Çocukluktan ilkgençliğe adım attığım yıllar...
Gündemimde ilk sırayı şiirle sinema paylaşıyorlar. Gideceğim filmi oyuncularına bakarak seçiyorum. Errol Flynn, Gary Cooper, Humphrey Bogart'sa tamam. Figüranına kadar hepsiyle akrabayım sanki.
Yönetmenin ne yaptığını bilmiyorum. Yazan yazmış, oynayan oynamış, çeken çekmiş... Bu "rejisör" ya da "directed by" ne işe yarar, aklım ermiyor. Zaten afişlerde bile adı geçmiyor. John Ford'muş, Michael Curtiz'miş, umurumda bile değil.

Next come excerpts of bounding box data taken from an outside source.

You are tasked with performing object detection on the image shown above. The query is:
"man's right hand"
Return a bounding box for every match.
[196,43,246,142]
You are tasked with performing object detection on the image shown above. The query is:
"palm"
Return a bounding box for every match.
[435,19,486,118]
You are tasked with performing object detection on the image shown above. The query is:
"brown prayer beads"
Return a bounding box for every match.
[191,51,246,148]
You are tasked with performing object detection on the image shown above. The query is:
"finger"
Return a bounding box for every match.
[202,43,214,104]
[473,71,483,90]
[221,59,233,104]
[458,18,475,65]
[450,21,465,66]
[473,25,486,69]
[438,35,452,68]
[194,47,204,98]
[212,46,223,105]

Gazetelerde, dergilerde yönetmenin önemini vurgulayan tek satır yok. Varsa yoksa yıldızlar... Rita Hayworth'ların, Joan Fontaine'lerin, Ann Sheridan'ların koca koca fotoğrafları... Bırakın günlük gazeteleri, sinema dergilerinde bile film eleştirisi hak getire. Arada bir Sezai Solelli eleştiriye benzer birkaç satır çiziktiriyor, o kadar. Kırk yılda bir de Oktay Akbal.
Basınımızda düzenli film eleştirisi galiba Tuncan Okan'la başladı. Gazetedeki haftalık köşesinde görüşlerinden çok, filmlere verdiği yıldızlar konuşulurdu. Tek yıldız berbat! Dört yıldızsa şaheser!
***
Sinema eleştirmenliğini ülkemizde
"yerleştiren",
"ciddiye aldıran" kişi
Atilla Dorsay oldu. Atilla, aydın kimliğinin, bilgi birikiminin, sinema sevgisinin yanına sabrı, direnci, emeği de ekledi, yedinci sanatı önemseten bir yazar olarak belirdi.

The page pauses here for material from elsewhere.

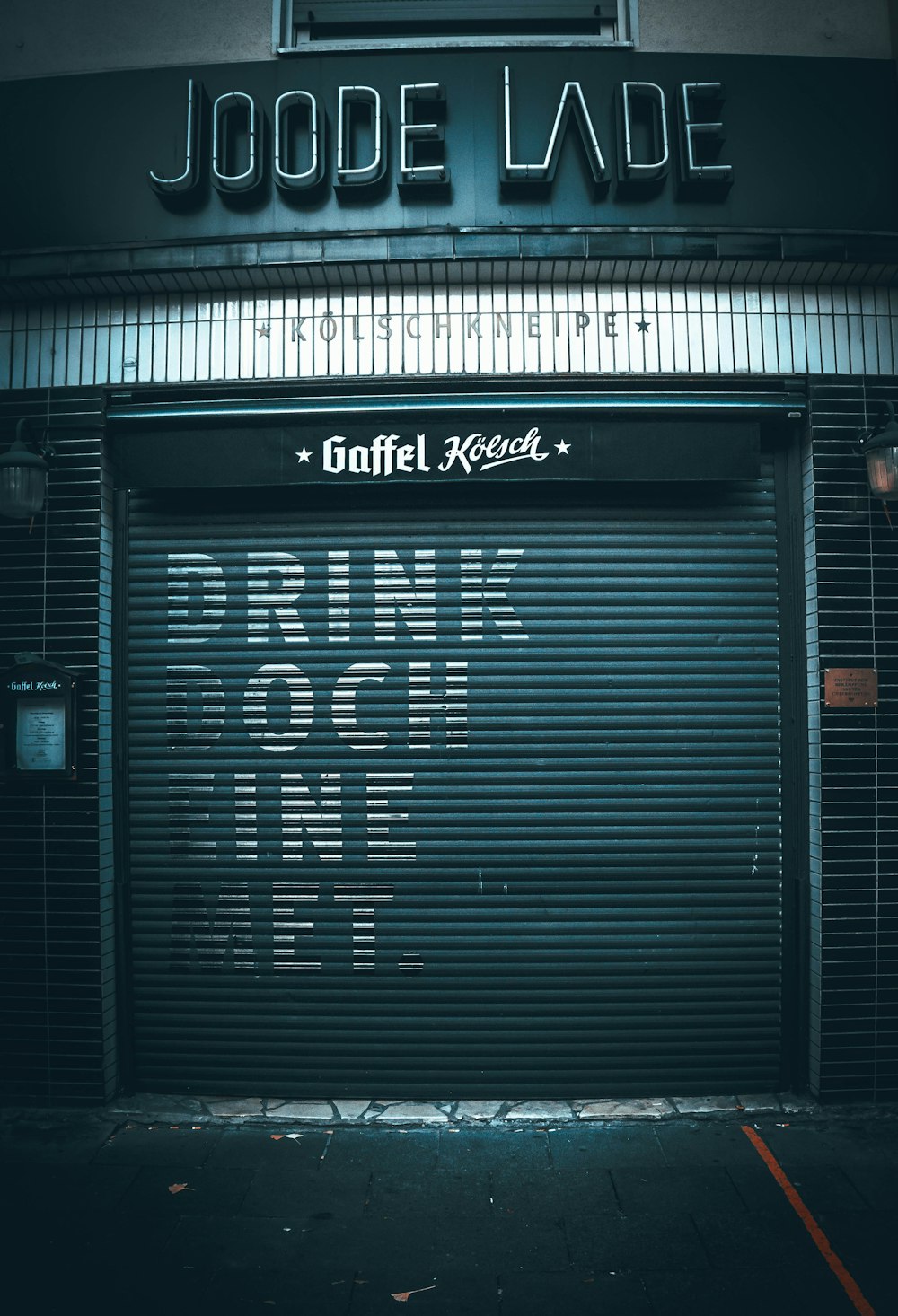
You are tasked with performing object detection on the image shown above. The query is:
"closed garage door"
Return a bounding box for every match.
[128,469,781,1096]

Çalışkanlığı beni hep şaşırtmıştır. Kitaplarının sayısını belki kendisi de unutmuştur.
Önümde şu günlerde peş peşe yayımlanan üç kitabı duruyor:
Dorsay'ın Penceresinden (Remzi Kitabevi),
Hindistan Sıcağından Norveç Buzuluna (Turkuvaz Kitap),
Sinemayı Yazan Adam (Söyleşi: Rıza Kıraç, Say Yayınları).
Eskiden
"seriyal" filmler vardı.
"36 Kısım Tekmili Birden" diye oynatılırdı.
Dev Adam,
Casus Kıran,
Yüzbaşı Amerika gibi... Atilla'nınki de öyle. Bir ayda üç kitap... Tekmili birden.
***
Dorsay'ın Penceresinden'in alt başlığı
"Kültür ve Sanat Dünyamızdan Portreler".
Cahide Sonku'yla başlayıp
Şahin Dilbaz'la (daha doğrusu Dilbaz'ların salonuyla) sona eren 50 portre. Arada
Türkan Şoray'lar,
Hülya Koçyiğit'ler,
Cüneyt Arkın'lar,
Onat Kutlar'lar,
Lütfi Akad'lar,
Yılmaz Güney'ler,
Yıldız Kenter'ler,
Sezen Aksu'lar var... Genellikle üçer-dörder sayfada son derece yalın çizgilerle, ama ayrıntılar göz ardı edilmeden çizilmiş portreler...
Anlatılan kişilerin bir bölümü bugünün gençleri için
"yabancı". Bu açıdan bakarsak, kitabın onlar için bir kaynak olduğunu da söyleyebiliriz. Elbette bizim kuşaklar da kimbilir neler hatırlayarak keyifle okuyacaklar.
***
Hindistan Sıcağından Norveç Buzuluna bir gezi kitabı. Atilla'nın daha önce okuduğum
Yaşam ve Ölüm Kentleri'yle başlayan gezi notlarının ikincisi.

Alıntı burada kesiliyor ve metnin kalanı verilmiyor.